How Zookeeper Prevents Split‑Brain: Inside Quorum‑Based Leader Election

What is split‑brain?

In a distributed system a single node (Master, Leader, etc.) is elected to coordinate the cluster. If a network partition isolates parts of the cluster, each partition may elect its own Leader. The result is two independent Leaders serving the same service, which can cause data inconsistency. This situation is called a split‑brain.

Split‑brain scenario in a ZooKeeper ensemble

Consider a ZooKeeper ensemble of six servers deployed in two data‑centers (three servers per site). Under normal operation a single Leader handles client requests; if the Leader crashes the remaining servers hold an election to choose a new Leader.

If the network link between the two data‑centers fails, each side perceives the Leader as missing and starts a new election. Because each side only sees three servers, neither side can obtain a majority of votes (see the quorum rule below), so the ensemble ends up without a Leader. When the network is restored the two partitions must agree on a single Leader and reconcile any divergent state.

ZooKeeper’s majority (quorum) rule

ZooKeeper prevents split‑brain by requiring a strict majority of voting servers before a node can become Leader. The rule is implemented in the QuorumMaj class:

public class QuorumMaj implements QuorumVerifier {
    int half;
    // n is the number of voting servers (observers are excluded)
    public QuorumMaj(int n) {
        this.half = n / 2;
    }
    // Returns true if the given set of votes exceeds the half threshold
    public boolean containsQuorum(Set<Long> set) {
        return (set.size() > half);
    }
}

For a six‑node ensemble half = 6 / 2 = 3, therefore at least four votes are required to elect a Leader. In a 3‑vs‑3 partition no side can reach four votes, so the ensemble stays leader‑less.

To guarantee that a Leader can be elected after a partition, the total number of voting nodes should be odd and the distribution should give one side a strict majority. For example, a 5‑node ensemble split 3:2 yields half = 5 / 2 = 2; the side with three servers can obtain four votes (including its own vote), while the side with two servers cannot.
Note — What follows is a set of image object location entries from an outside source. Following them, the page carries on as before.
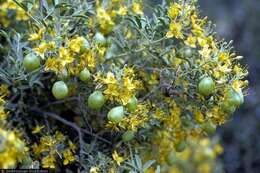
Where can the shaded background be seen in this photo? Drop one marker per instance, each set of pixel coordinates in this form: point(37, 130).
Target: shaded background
point(239, 20)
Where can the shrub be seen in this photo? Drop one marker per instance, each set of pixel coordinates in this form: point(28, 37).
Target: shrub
point(112, 88)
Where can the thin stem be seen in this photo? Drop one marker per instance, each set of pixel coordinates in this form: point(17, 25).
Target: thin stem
point(70, 124)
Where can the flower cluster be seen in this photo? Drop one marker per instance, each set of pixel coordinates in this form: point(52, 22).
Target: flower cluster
point(8, 6)
point(143, 94)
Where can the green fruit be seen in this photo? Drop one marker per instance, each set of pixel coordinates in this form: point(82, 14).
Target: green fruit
point(179, 147)
point(31, 62)
point(99, 38)
point(60, 90)
point(63, 75)
point(132, 104)
point(187, 52)
point(235, 98)
point(85, 45)
point(116, 114)
point(96, 100)
point(84, 75)
point(171, 158)
point(228, 107)
point(128, 136)
point(209, 128)
point(206, 86)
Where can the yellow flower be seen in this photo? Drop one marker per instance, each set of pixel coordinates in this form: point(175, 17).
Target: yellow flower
point(68, 157)
point(49, 161)
point(118, 159)
point(205, 52)
point(191, 41)
point(175, 30)
point(54, 65)
point(37, 129)
point(137, 8)
point(174, 10)
point(105, 21)
point(76, 43)
point(94, 170)
point(36, 36)
point(65, 56)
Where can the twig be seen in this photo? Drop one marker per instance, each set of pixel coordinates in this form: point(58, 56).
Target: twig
point(71, 124)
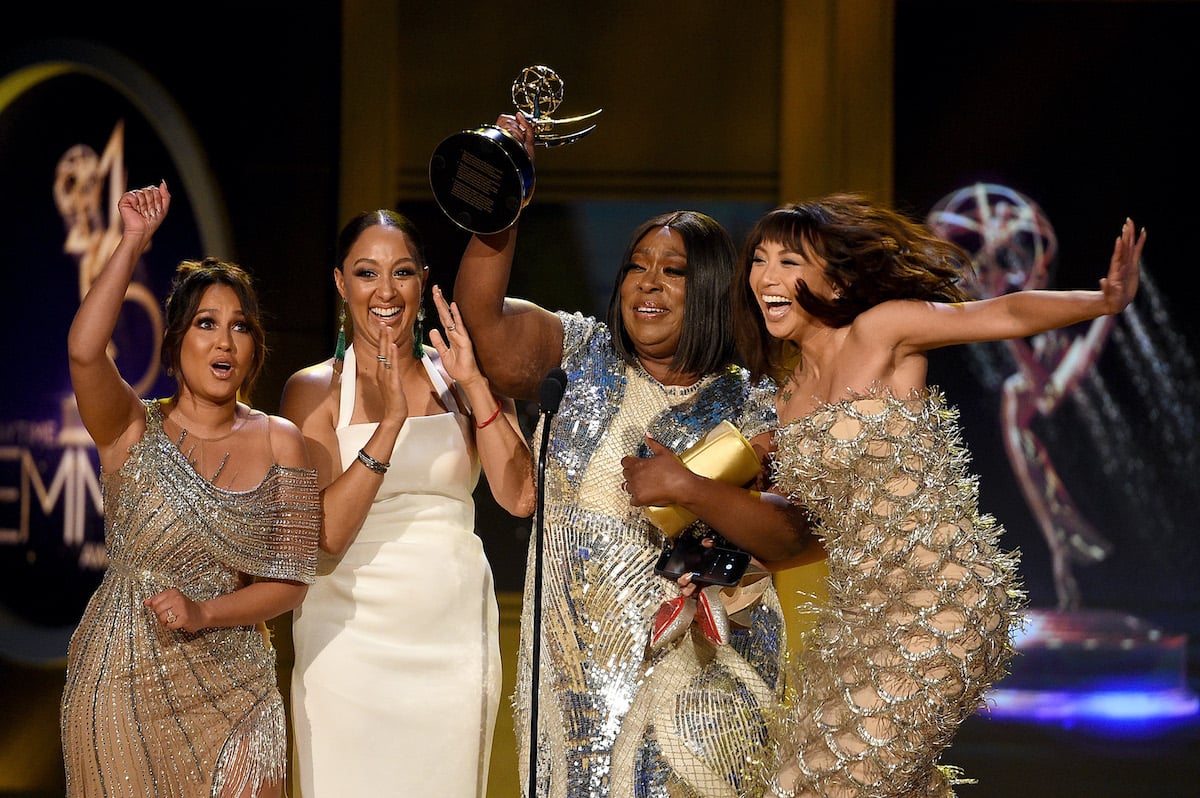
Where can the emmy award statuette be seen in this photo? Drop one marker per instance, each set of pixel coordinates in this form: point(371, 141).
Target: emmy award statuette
point(483, 178)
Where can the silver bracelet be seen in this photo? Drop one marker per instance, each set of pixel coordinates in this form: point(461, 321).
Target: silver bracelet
point(372, 463)
point(780, 791)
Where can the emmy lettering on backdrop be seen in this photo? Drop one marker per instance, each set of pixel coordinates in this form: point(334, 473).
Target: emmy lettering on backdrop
point(483, 178)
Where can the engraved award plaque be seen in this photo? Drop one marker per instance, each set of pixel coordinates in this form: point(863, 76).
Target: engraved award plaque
point(483, 178)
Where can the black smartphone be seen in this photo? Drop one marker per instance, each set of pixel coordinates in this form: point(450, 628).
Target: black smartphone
point(720, 564)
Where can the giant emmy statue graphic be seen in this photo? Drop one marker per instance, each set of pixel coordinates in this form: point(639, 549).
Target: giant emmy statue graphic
point(483, 178)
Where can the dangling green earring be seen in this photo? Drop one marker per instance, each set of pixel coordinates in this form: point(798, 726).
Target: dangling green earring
point(418, 334)
point(340, 349)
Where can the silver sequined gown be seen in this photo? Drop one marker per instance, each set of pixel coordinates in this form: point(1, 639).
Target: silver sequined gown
point(922, 603)
point(616, 720)
point(155, 712)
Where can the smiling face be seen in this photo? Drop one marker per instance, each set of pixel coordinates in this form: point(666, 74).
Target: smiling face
point(774, 274)
point(382, 279)
point(653, 292)
point(216, 353)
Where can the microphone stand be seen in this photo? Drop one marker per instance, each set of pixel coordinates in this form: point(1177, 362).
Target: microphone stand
point(551, 395)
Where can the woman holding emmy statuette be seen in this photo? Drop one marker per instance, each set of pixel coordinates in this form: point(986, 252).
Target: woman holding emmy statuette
point(211, 517)
point(631, 697)
point(397, 663)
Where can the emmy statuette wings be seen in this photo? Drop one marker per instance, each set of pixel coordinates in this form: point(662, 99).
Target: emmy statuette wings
point(483, 178)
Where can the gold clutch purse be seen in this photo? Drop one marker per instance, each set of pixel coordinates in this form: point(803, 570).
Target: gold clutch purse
point(724, 455)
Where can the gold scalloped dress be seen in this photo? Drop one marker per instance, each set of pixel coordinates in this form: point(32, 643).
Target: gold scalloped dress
point(922, 601)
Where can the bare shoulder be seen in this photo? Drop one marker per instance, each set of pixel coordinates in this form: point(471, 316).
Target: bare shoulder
point(287, 442)
point(307, 389)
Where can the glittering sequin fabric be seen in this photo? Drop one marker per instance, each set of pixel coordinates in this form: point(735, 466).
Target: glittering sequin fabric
point(922, 603)
point(615, 719)
point(154, 712)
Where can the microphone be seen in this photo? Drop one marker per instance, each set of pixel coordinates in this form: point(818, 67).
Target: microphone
point(551, 395)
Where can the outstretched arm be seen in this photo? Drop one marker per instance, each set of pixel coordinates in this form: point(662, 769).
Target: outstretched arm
point(503, 451)
point(928, 325)
point(516, 341)
point(108, 406)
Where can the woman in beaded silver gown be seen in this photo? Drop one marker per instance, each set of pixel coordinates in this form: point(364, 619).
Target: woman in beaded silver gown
point(616, 715)
point(845, 297)
point(211, 520)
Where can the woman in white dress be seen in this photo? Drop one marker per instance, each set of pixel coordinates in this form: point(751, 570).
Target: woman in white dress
point(397, 665)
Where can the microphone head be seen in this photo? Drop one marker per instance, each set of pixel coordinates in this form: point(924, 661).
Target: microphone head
point(551, 393)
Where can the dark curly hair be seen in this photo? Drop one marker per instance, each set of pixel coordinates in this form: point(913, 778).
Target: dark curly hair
point(871, 255)
point(192, 279)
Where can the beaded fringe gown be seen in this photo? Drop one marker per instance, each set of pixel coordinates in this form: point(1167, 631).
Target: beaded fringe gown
point(148, 711)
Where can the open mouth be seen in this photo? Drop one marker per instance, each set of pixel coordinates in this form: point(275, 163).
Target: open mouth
point(774, 306)
point(385, 313)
Consequently only one Leader is elected.

Ensuring an odd total number of voting nodes guarantees that at most one partition can hold a majority, thereby preventing split‑brain.

Why ZooKeeper ensembles use an odd number of voting nodes

2 nodes – losing 1 node makes the ensemble unavailable (tolerance 0).

3 nodes – losing 1 node still leaves a majority (tolerance 1).

4 nodes – losing 1 node leaves a majority, but losing a second node breaks the quorum (tolerance 1).

5 nodes – tolerance 2; 6 nodes have the same tolerance 2.

Thus an odd count (3, 5, 7 …) provides the same fault‑tolerance as the next even number while using fewer resources.

Epoch handling and leader hand‑over

ZooKeeper maintains an epoch number that increments each time a new Leader is elected. Followers accept requests only from a Leader whose epoch is greater than any previously seen epoch. If a previously elected Leader “appears dead” and a new Leader is chosen, the old Leader’s requests are rejected because its epoch is lower. This mechanism ensures that even if the old Leader recovers, it cannot cause split‑brain.

Common techniques to avoid split‑brain

Quorum (majority) voting : Define a quorum size (e.g., 2 for a 3‑node cluster, 3 for a 4‑node cluster) so that a Leader can be elected only when a majority of nodes are reachable.

Multiple heartbeat channels : Deploy redundant network links or heartbeat paths; loss of a single channel does not isolate a node.

Disk‑based locking : Use a shared disk lock that only one server can acquire. Advanced designs release the lock only after all heartbeat channels are lost, preventing dead‑lock when the Leader crashes.

External arbitration service : Provide a well‑known arbitrator (e.g., a static IP). When a node loses contact with the Leader it pings the arbitrator; nodes that cannot reach the arbitrator voluntarily step down.

These methods can be combined for stronger protection, but extreme failures (e.g., loss of all arbitrators) still require manual intervention.

Conclusion

Understanding split‑brain and ZooKeeper’s quorum‑based election algorithm helps engineers design resilient distributed systems. By configuring an odd number of voting nodes, relying on majority voting, and optionally adding redundant heartbeats, disk locks, or external arbitration, a cluster can avoid the pitfalls of multiple concurrent Leaders.